Specimen size effects: a standard deviation of asperity height versus the edge length of the sampling rectangle for artificial fractures from Brazilian tests with diameters of 25.0 cm (\(A_{25.0, {\mathrm{std}}}\), according to standard), 2.5 cm (\(A_{2.5}\)), 5.0 cm (\(A_{5.0,{\mathrm{std}}}\), according to standard), 10.0 cm (\(A_{10}\)), 10.0 cm (\(A_{10,{\mathrm{std}}}\), according to standard) and 30.0 cm (\(A_{30.0,{\mathrm{std}}}\), according to standard). b Mean of the standard deviation for small box edge lengths between 10 mm × 10 mm and 20 mm × 20 mm with a square root fit. c The averaged standard deviation versus total fracture area when sampling 10 mm box edge lengths

These observations also suggest that tensile fracturing in a Brazilian test of small specimen is likely dominated by intragranular cracks. The change in the dominant crack propagation mechanisms across specimen sizes raise an interesting question when considering fractal measures. If fracture surfaces are self-affine across multiple length scales, this would indicate that different fracture mechanisms lead to self-affine cracks, independent of fracturing.
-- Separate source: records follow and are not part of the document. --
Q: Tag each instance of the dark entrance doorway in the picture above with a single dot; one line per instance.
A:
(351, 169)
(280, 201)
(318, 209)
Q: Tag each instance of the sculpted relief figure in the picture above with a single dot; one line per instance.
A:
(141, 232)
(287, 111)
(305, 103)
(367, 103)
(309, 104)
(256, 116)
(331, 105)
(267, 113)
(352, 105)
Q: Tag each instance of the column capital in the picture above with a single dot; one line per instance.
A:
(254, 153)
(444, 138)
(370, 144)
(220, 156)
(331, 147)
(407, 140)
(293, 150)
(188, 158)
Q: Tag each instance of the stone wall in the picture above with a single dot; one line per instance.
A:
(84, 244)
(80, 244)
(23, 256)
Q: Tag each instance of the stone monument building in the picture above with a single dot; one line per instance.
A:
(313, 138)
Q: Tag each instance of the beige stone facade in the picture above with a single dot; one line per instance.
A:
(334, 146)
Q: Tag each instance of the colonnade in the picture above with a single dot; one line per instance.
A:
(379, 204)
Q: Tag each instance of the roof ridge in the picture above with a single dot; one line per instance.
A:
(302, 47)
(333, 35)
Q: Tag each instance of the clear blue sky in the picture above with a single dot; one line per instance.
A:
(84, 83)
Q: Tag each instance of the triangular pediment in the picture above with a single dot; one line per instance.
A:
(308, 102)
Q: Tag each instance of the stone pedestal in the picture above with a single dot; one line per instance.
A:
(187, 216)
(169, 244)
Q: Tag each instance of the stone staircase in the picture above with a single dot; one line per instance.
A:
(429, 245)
However, intragranular cracks lead to surfaces that are smoother on a large scale as compared to larger specimen since cracks propagate in a straighter line and do not circumvent individual grains. But, on a small scale they are jagged, since cracks do not follow grain boundaries—instead splitting individual grains through their plane of weakness. For small specimens, single grains in the tensile stress zone of a Brazilian test specimen are split if they lay on the straight line of largest tensile stresses in the middle of the specimen. The short wave oscillations resulting from intragranular crack propagation more prominently found in artificial tensile fractures can be observed for instance in Fig. 2c. While Fig. 6a, b showcase the scale dependence of the sampling interval, these figures also reveal that the total fracture length of a specimen influences the surface roughness on all scales.
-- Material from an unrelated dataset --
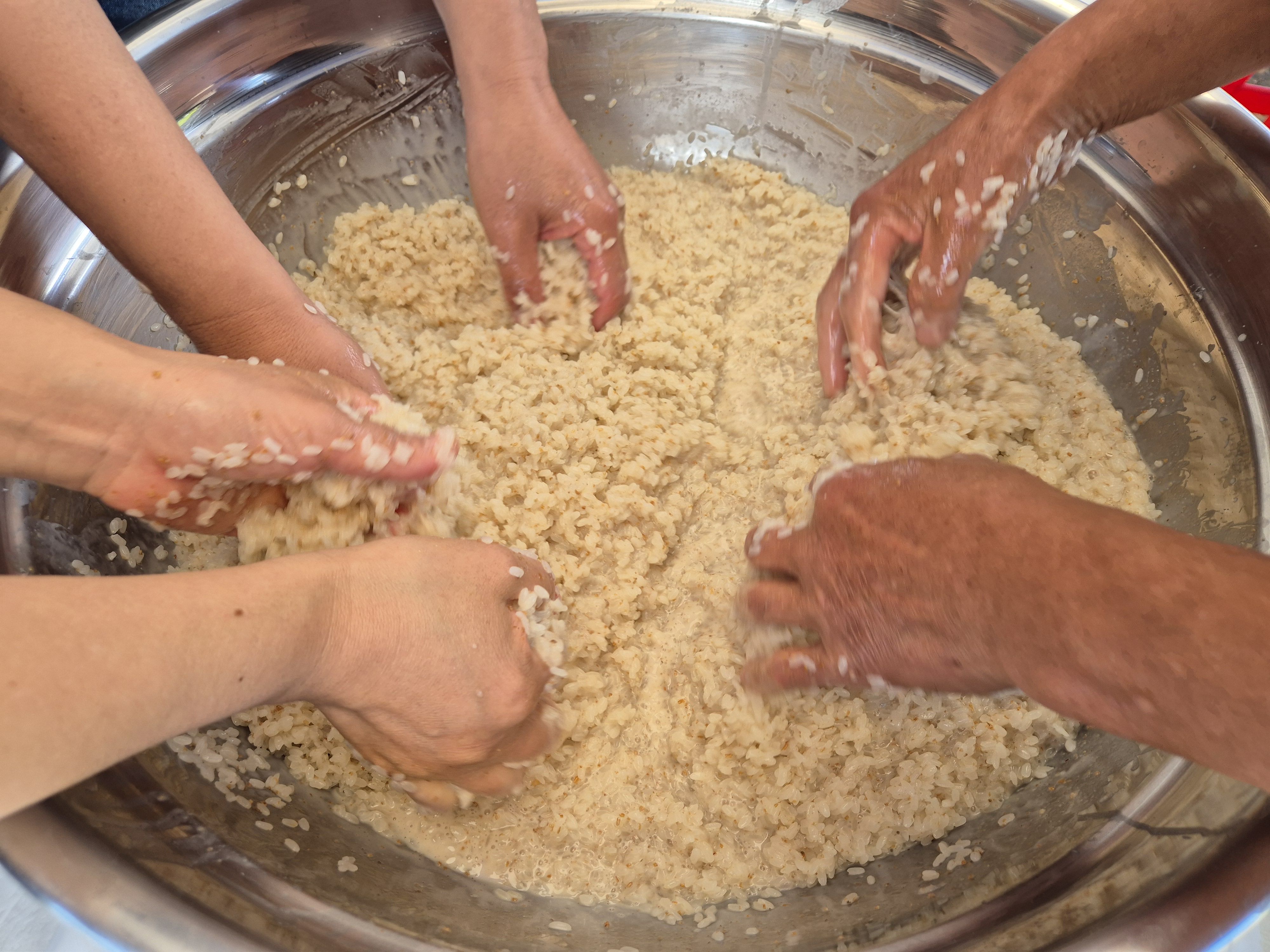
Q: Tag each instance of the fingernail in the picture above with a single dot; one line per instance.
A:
(445, 447)
(803, 662)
Comparison of the artificial tests shows smoother surfaces for smaller specimens, which could be explained by a higher ratio of intragranular cracks under higher tensile stresses (Fig. 10). Roughness as measured by the STD increases faster for larger specimens when the same sampling window is compared (Fig. 6b). This suggests that measuring the surface roughness of a fixed sampling window may provide an indication of the stress at failure and total crack length. The decrease in roughness with smaller artificial specimen could also indicate that surface roughness on natural fractures might be tied to the domain size which experienced failure or rupture. At the very least, by fixing the sampling window, the size-dependent behavior observed by taking the standard deviation across the whole surface of each specimen can be avoided.
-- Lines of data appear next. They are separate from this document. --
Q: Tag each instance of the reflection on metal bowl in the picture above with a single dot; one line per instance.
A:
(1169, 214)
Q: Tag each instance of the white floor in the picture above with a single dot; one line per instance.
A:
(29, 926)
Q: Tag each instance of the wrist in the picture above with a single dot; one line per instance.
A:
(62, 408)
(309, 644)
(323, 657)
3.3 Size-Independent Measures of Fracture Roughness

The scale dependence of the standard deviation on the whole fracture surface is depicted in Fig. 7. This figure repeats the earlier plot of the standard deviation for the whole surface versus the measured Z2 value; however, in this case the points are scaled to reflect the size of the sampled area. The Z2 values for natural shear fractures do not demonstrate a size dependency due to the fixed sampling interval. However, the standard deviation clearly increases with fracture area, with most small-scale fracture areas displaying a standard deviation between 0.4 and 0.7 mm while fractures with larger surface areas show a standard deviation above 0.8 mm.

Fig. 7
figure 7

Sample size effects: standard deviation of surface height versus Z2 measure for both the natural shear (blue circles), natural mode I (gray circles) and artificial tensile (red triangles) fracture surfaces, with points scaled proportional to the specimen size (color figure online)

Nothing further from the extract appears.